Is the scent simulation even accurate? The impulse response doesn’t appear Gaussian. Every other turn there is a depression or hole in the origin, and there seem to be ripples every other turn as well. Also, it doesn’t obey conservation of matter. If you turn on olfactory mask and move to a fresh location, deactivate it for one turn, reactivate it and observe the evolution of the scent cloud, on the very first turn you’ll see that the origin has a scent of 300, and it’s surrounded by squares that all have scent 200. Shouldn’t the total scent add up to 600 (assuming this is a linear scale), since that’s how much scent you emitted?

Wouldn’t a simpler (and easier to understand) algorithm be something like every update, x% of the scent on a square is spread equally among its neighbors, i.e. each neighbor gets x%/8 scent added. I believe this has the virtue of resulting in Gaussian scent clouds which is what I would expect the impulse response of the diffusion equation to be. It also makes scent a conserved quantity. You could also make walls “refund” the scent given to them so they don’t act as sinks.

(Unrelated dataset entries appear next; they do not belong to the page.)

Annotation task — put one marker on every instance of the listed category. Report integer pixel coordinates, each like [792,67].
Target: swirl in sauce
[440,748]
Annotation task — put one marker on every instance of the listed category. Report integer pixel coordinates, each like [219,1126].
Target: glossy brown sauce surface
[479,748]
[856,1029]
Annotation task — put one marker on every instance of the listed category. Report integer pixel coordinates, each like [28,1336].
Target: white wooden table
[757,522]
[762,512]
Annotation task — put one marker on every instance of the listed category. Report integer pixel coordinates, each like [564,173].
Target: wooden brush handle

Lastly, the calculation could be made a lot faster, at least for long activities like sleep, if you stopped calculating scent once it reaches its steady state. With the current algorithm, that takes ~5 minutes. If you sleep for 8 hours, update_scent() is doing a whole lot of spinning its wheels.

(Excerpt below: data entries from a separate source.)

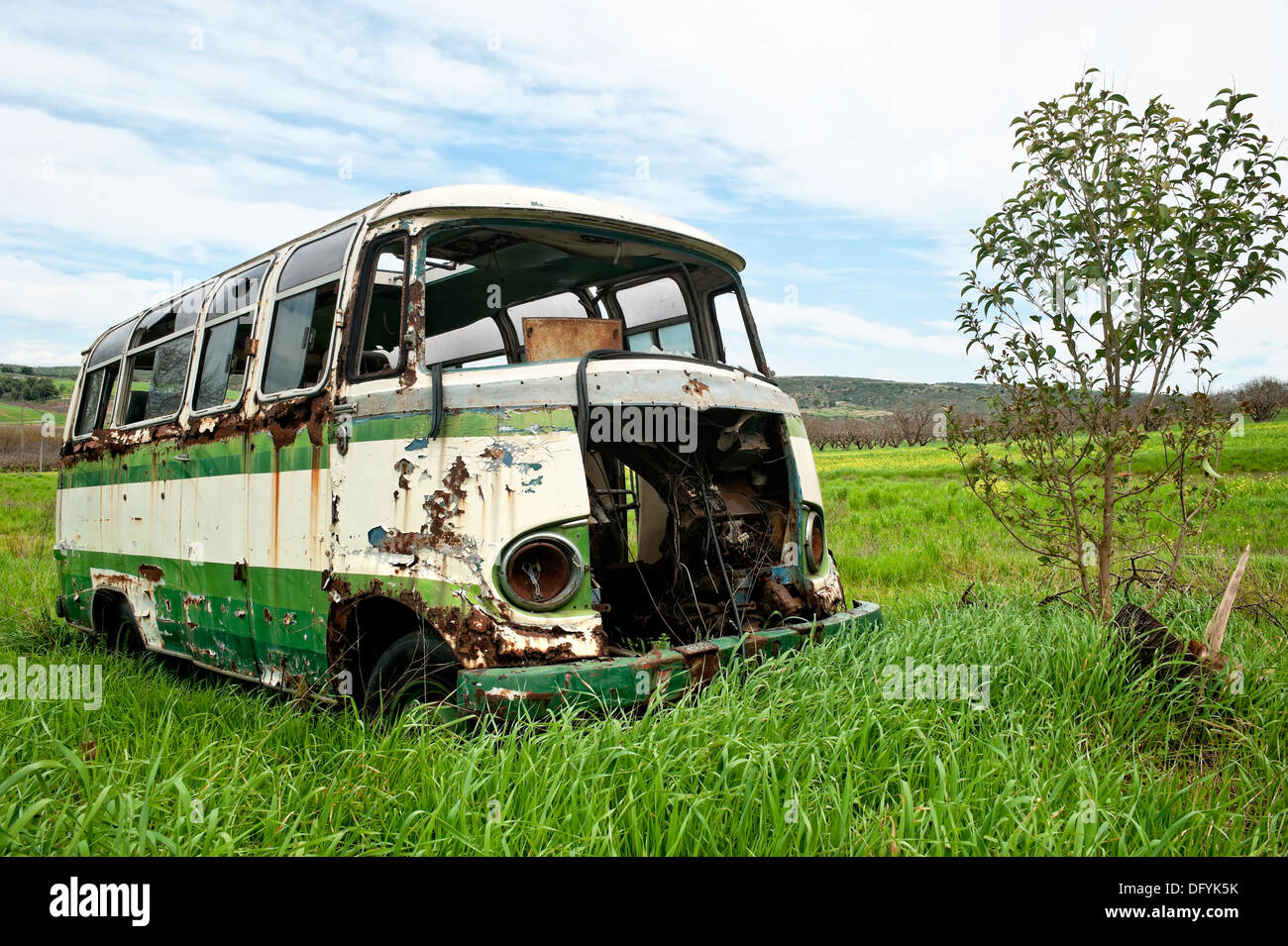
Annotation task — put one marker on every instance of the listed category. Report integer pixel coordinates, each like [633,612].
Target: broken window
[475,345]
[378,349]
[316,259]
[226,340]
[95,398]
[159,360]
[222,373]
[156,378]
[300,339]
[657,318]
[733,330]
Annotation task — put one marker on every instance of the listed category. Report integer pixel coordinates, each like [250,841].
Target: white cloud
[893,116]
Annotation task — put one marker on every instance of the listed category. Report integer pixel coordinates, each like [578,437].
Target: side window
[733,330]
[159,361]
[657,319]
[477,345]
[95,398]
[226,340]
[222,373]
[378,341]
[299,340]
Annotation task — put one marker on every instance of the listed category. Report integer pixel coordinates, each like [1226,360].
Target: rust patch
[695,386]
[549,339]
[151,573]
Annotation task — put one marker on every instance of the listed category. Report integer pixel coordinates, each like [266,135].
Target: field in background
[800,756]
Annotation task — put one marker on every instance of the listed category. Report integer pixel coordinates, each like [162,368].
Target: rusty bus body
[335,469]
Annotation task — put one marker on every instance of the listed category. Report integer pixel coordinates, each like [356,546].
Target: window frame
[366,287]
[206,322]
[129,354]
[111,364]
[86,369]
[338,277]
[679,273]
[498,319]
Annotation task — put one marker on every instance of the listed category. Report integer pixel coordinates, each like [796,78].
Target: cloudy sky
[844,151]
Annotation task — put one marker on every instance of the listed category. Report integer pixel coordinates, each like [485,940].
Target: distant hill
[827,394]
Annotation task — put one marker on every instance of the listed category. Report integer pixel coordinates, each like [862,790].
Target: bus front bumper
[619,683]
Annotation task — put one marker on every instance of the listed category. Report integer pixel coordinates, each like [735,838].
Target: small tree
[1106,279]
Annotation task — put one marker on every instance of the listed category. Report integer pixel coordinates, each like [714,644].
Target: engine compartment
[697,540]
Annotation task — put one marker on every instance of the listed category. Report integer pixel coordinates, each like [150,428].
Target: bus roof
[532,203]
[537,203]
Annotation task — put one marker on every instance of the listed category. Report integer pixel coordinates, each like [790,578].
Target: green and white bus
[485,447]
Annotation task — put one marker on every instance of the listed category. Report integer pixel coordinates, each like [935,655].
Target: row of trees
[921,421]
[31,387]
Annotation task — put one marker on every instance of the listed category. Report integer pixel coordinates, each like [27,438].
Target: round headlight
[541,572]
[814,543]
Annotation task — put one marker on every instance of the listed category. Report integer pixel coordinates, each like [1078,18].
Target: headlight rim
[576,572]
[814,524]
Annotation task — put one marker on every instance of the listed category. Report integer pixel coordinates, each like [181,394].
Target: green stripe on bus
[257,454]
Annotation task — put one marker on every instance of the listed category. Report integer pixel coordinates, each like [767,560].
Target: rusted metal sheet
[552,339]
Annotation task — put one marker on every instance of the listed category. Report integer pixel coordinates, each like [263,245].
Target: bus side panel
[215,606]
[287,503]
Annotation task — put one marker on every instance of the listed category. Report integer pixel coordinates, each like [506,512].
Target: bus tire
[413,670]
[123,631]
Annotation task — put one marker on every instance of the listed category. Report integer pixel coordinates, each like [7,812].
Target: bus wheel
[413,670]
[123,631]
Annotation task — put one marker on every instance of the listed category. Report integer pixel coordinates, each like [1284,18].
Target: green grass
[13,413]
[1073,755]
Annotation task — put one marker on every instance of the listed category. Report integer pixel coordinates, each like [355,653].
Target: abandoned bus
[481,447]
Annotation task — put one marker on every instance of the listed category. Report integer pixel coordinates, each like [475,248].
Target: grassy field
[14,413]
[1072,755]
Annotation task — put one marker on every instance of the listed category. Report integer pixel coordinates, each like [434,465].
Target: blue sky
[844,151]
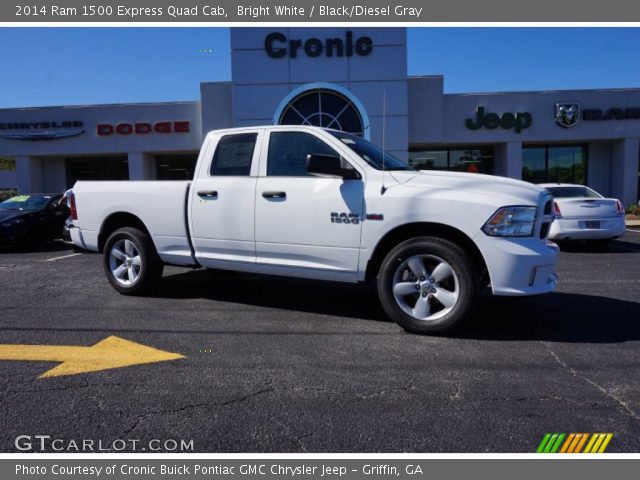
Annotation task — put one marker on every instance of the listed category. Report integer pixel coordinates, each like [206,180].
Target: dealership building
[353,79]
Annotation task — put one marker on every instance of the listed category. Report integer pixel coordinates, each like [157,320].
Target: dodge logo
[567,114]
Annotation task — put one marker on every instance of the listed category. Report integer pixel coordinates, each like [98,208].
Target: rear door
[222,202]
[306,225]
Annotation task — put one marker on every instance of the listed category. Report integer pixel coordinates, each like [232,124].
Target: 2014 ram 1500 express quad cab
[308,202]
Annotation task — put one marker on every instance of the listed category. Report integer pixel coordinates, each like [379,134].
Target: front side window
[233,155]
[288,153]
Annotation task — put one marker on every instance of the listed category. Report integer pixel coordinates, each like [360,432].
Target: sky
[79,66]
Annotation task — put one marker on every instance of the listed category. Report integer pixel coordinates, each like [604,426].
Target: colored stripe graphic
[574,443]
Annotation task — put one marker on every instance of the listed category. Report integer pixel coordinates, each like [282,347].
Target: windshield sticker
[19,198]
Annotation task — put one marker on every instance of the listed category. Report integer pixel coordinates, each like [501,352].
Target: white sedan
[583,214]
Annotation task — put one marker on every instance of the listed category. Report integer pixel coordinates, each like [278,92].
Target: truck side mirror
[329,166]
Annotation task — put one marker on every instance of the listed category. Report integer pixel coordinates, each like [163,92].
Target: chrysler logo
[567,114]
[41,130]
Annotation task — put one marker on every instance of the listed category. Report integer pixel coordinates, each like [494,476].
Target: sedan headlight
[12,223]
[511,222]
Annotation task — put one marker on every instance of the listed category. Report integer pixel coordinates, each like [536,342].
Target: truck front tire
[428,285]
[131,262]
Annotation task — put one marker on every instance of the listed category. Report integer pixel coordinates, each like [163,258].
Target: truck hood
[507,189]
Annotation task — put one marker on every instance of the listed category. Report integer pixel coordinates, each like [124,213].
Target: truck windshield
[369,152]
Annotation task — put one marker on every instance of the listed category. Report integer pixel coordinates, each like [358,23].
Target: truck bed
[160,205]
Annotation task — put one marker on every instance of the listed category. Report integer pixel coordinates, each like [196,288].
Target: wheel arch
[420,229]
[116,221]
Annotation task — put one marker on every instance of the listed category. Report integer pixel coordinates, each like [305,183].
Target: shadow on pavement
[557,317]
[53,246]
[325,298]
[581,246]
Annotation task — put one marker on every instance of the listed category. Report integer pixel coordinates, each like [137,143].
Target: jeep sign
[516,121]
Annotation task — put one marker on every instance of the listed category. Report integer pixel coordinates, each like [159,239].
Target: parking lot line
[64,256]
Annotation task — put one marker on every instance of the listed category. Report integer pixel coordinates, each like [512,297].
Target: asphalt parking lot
[280,365]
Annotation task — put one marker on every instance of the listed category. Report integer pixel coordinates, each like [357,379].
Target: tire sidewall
[141,244]
[463,267]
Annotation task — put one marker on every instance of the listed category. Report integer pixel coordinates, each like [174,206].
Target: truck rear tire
[428,285]
[131,262]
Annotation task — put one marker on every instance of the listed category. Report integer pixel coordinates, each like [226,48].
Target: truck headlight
[511,222]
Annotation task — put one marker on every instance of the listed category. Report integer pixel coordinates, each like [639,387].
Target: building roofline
[99,105]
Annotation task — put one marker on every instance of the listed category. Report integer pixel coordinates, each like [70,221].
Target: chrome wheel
[425,287]
[125,262]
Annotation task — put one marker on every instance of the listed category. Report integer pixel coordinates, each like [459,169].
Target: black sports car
[32,219]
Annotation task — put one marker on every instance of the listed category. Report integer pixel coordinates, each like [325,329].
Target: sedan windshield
[25,202]
[573,192]
[370,153]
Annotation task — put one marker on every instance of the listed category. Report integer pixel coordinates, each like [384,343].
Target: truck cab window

It works basically as you describe, with one odd caveat, which is that fields don’t contribute to higher concentration fields. I’m skeptical that this is really what we want, but changing it changed the dynamics a great deal, so I deferred looking at it.

GalenEvil is working on a supposedly much faster Cellular Automata based diffusion system, so we’ll take another look at deactivating scent updating after it reaches steady state once that’s working.

Isn’t the current system already an example of cellular automata? The value of each cell post-update is dependent only on the values of its neighbors (and itself) pre-update.

Yes, though I got the idea that he was proceeding with more formal CA methods rather than the rather brute-force and ad-hoc nature of the existing code.